A principal reforma, quando você pensa na necessidade de fazer uma país crescer com a ampliação de bem estar, seria a reforma tributária. O que eu, como jornalista de economia faço o tempo todo em relação à crítica das políticas e das medidas que são anunciadas é o seguinte: o que isso contribui para o crescimento da economia e para o bem estar das pessoas? Essa é a minha pergunta sempre. E nesse sentido, respondendo a essa minha pergunta, seria preferível no momento estar discutindo uma reforma tributária, porque o nosso sistema tributário é péssimo! Ele desestimula a produção, o crescimento e a inovação, o Brasil é um país muito pouco inovador. O sistema impede, ele é burocrático, perde muito tempo para pagar imposto, ele cobra errado, e é um sistema baseado no imposto sobre o consumo, que pesa proporcionalmente mais sobre os pobres. No Brasil, pobre paga mais imposto que rico. Precisaria de uma conscientização, isso leva tempo, evidente, de mudança dos padrões de consumo e de crescimento das economias. Os pobres continuarão pobres e os ricos continuarão ricos, não vai haver mobilidade nisso aí. A questão é: não cresce mais, mas distribui mais. Vai trazer bem estar para um maior número de pessoas e você vai ter um consumo e uma produção mais forte utilizando os recursos de uma maneira mais eficiente. 

Paulo Guedes defende uma reforma profunda no funcionalismo público. Mas no pacote anunciado na semana passada já deixou de fora militares e carreiras do judiciário.

O discurso é o de combate aos privilégios que, de fato eles existem e precisam ser combatidos, pois tem custos que podem ser reduzidos. Mas não faz sentido isso aí [de poupar determinadas carreiras], é só para atender uma base de apoiadores, especialmente do presidente, o que tira a credibilidade do discurso oficial. Tem que fazer sim, grandes reformas, tem que reformar o Estado brasileiro sim, mas com as peças sociais. É preciso tomar cuidado porque temos um país com grandes distorções, com uma pobreza imensa e essa pobreza e essa desigualdade são entraves ao crescimento e ao desenvolvimento. Enquanto isso continuar assim nesse nível alarmante qualquer tentativa de pacote econômico para botar o país no crescimento vai dar errado no médio prazo. 

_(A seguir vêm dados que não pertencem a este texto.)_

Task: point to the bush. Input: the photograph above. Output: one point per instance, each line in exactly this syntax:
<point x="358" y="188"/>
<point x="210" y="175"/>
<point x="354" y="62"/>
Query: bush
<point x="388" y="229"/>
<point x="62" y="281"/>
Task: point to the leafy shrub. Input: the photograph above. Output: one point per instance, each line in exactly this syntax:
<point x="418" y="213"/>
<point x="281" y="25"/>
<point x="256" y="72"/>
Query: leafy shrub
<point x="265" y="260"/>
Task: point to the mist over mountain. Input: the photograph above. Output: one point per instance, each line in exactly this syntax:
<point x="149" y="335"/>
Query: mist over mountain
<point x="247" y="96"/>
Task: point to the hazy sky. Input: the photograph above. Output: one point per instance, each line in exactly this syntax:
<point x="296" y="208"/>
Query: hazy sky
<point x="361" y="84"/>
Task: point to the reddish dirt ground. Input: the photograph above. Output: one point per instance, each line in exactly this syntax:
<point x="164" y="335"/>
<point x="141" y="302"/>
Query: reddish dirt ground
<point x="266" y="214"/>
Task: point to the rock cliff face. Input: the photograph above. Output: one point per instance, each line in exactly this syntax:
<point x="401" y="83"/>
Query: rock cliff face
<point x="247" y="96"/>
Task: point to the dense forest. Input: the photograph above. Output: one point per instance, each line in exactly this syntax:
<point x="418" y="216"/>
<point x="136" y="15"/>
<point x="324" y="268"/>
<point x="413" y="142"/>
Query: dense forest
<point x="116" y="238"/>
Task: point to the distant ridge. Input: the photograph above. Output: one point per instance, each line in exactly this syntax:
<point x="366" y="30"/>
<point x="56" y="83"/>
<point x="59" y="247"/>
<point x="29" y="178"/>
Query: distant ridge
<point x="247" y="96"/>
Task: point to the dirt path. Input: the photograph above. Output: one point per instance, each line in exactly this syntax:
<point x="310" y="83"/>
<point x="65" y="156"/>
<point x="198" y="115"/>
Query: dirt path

Além de economista o senhor é jornalista. Como o senhor avalia a perseguição que o governo tem feito contra a imprensa brasileira? 

Aí é o presidente, que tem um viés autoritário. O presidente autoritário não quer críticas só quer elogio. A gente sabia que ia ser isso. Você tem um presidente que é conhecido há 30 anos, então não é um desconhecido. Ele era parlamentar, sem ação efetiva no Congresso, ele era um defensor da nossa ditadura e, pior, é defensor de tortura e tem como herói um torturador. A imprensa é apenas mais um pedaço dessa visão autoritária do presidente. E assim tenta estrangular a imprensa, inclusive do ponto de vista econômico, instigando a anunciantes e empresas a não anunciar, querendo cortar publicação oficial, tirando verbas públicas, pior, sendo seletivo nesta distribuição, ou seja, comprando apoio.